Your humble blogger is a member of the American Law Institute, attending the annual ALI meeting in San Francisco this week. Readers likely know that ALI is the leading independent organization in the United States producing scholarly work to clarify, modernize, and otherwise improve the law. It publishes the Restatements and other works, including, notably for our readers, the Principles of the Law of Aggregate Litigation.
Highlights of Day 1 included an address by Steve Zack, President of the ABA. We have been privileged to know and work with this excellent lawyer for about 15 years. His tenure as head of the ABA has been marked by a number of important initiatives, and at ALI he spoke of assaults on the important principle of equal justice under law. The down economy, falling tax revenues, etc. have severely impacted access to justice, including to the degree that civil jury trials are indefinitely postponed or excessively delayed in some jurisdictions. Courts are closed, judicial staff let go. Steve closed with a moving story about his grandparents fleeing from the communists in Cuba, heartened by the freedoms and rule of law in the U.S., and noting that they would never be refugees again because if the U.S. legal system collapsed, there would really be no place else to go.
Mush of the afternoon was devoted to the final chapter of the Restatement Third of Torts.
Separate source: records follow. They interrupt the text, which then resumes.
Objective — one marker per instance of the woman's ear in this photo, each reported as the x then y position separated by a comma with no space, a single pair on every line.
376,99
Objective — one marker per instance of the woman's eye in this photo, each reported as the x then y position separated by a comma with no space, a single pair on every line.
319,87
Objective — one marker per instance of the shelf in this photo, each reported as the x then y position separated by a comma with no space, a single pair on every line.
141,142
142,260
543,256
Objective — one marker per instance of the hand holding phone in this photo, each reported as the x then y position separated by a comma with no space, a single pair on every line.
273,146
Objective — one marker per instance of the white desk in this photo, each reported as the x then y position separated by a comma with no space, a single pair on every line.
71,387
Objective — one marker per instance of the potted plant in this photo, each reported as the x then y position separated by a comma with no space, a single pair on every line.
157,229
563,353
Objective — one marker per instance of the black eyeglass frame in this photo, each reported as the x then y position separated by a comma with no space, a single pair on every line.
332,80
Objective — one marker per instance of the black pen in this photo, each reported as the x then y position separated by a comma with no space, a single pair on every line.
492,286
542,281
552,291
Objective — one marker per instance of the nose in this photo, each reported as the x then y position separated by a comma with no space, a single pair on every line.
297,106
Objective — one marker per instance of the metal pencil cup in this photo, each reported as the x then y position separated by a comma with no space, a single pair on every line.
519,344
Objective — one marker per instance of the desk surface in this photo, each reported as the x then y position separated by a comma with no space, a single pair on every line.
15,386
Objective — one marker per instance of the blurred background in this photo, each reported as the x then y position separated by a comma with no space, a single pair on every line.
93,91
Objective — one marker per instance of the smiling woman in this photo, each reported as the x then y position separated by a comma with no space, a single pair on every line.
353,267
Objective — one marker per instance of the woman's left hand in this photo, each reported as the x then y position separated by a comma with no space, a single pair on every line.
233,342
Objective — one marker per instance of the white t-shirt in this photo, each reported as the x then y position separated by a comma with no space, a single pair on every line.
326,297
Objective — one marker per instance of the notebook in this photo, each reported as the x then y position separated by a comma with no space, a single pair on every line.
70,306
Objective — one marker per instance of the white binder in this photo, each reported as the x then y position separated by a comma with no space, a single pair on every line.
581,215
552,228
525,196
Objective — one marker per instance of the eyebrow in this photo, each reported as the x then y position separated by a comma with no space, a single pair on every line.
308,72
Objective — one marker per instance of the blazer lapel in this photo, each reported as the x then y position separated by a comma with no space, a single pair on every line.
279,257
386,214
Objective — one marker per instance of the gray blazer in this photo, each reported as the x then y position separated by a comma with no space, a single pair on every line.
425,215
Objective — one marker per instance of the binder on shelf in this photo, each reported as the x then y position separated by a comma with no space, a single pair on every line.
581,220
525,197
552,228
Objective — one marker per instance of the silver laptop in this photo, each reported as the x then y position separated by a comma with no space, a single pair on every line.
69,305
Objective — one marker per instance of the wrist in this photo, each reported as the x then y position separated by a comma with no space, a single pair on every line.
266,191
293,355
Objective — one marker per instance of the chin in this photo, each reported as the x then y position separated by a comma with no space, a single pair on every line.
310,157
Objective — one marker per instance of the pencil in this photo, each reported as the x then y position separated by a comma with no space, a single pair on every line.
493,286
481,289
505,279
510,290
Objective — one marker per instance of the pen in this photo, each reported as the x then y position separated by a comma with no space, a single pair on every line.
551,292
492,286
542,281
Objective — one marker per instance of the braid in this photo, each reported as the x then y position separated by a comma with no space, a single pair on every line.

Volume 1 of the Restatement was published in 2009, and covers the most basic topics of the law of torts: liability for intentional physical harm and for negligence causing physical harm, duty, strict liability, factual cause, and scope of liability (traditionally called proximate cause). A second volume, dealing with affirmative duties, emotional harm, landowner liability, and liability of actors who retain independent contractors, will complete this work and is expected to be published in 2011. Yesterday’s session dealt with the final chapter, the liability of actors who retain independent contractors.
Professor Pryor of SMU was the leader for this final chapter, which deals both with direct liability of those who hire, and vicarious liability for the contractor’s tortious conduct. Students of the Restatements may recall that Dean Prosser himself once said that this topic was “the worst mess of any chapter” in the Restatement. But Prof. Pryor has done great work to improve that situation.
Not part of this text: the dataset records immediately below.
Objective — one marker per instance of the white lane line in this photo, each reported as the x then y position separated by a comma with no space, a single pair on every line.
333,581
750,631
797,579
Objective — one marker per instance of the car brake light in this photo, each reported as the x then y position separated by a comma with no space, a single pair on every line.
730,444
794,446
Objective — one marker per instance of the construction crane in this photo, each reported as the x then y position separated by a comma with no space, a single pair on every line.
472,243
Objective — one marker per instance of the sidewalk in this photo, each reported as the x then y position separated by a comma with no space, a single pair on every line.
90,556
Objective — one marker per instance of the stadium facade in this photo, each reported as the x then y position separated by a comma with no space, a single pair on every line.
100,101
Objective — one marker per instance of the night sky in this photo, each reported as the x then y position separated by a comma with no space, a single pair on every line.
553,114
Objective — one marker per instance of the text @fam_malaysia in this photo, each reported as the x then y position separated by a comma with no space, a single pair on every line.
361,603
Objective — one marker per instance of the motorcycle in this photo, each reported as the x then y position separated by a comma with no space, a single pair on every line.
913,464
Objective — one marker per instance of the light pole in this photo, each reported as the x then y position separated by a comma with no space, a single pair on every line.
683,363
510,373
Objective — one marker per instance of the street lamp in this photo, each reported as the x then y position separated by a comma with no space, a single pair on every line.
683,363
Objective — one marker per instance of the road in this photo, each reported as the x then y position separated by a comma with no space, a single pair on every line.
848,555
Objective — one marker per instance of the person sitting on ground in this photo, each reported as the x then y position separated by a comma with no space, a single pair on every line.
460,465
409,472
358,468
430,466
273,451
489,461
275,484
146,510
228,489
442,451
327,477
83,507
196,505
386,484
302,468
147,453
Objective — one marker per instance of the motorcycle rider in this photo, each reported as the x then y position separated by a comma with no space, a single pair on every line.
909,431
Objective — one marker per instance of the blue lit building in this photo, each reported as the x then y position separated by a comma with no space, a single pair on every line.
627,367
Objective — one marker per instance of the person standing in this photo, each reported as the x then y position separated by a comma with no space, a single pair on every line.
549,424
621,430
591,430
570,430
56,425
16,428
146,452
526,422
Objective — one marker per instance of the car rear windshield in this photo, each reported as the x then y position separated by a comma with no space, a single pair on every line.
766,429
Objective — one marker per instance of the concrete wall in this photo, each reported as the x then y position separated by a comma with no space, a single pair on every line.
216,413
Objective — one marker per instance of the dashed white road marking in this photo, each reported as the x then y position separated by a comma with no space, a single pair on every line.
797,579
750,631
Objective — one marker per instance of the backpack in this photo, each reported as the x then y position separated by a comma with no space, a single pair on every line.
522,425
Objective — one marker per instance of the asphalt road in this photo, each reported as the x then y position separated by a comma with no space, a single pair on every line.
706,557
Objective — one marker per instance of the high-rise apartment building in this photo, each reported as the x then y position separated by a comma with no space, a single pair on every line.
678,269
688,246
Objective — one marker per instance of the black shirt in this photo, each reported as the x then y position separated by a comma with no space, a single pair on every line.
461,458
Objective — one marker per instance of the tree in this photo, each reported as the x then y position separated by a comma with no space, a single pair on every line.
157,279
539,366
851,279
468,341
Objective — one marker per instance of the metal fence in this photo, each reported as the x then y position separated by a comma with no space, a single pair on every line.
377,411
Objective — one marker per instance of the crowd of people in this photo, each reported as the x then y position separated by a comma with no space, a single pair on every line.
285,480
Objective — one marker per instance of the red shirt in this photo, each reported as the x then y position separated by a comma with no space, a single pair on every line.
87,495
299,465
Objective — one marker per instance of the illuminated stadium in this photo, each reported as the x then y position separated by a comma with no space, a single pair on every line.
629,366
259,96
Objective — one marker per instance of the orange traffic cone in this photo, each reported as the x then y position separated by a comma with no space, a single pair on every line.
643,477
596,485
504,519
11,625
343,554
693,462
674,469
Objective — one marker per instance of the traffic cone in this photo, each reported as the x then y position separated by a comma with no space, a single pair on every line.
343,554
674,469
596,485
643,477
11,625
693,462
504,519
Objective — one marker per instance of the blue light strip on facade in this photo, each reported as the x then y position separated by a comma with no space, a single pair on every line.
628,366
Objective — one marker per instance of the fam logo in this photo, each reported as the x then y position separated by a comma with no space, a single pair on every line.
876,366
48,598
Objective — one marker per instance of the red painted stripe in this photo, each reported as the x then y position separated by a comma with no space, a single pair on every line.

A number of tweaks were suggested by the membership, including by my colleague Jim Beck, who noted that an illustration regarding the asbestos context would be helpful, given the search for new defendants that is a constant feature of that mass tort, and a clarification of the Reporter’s sense that the references to public nuisance in the section referred to traditionally land-based public nuisance claims, and were not expressing any opinion on the recent attempts to apply the doctrine to non-traditional settings, such as climate change.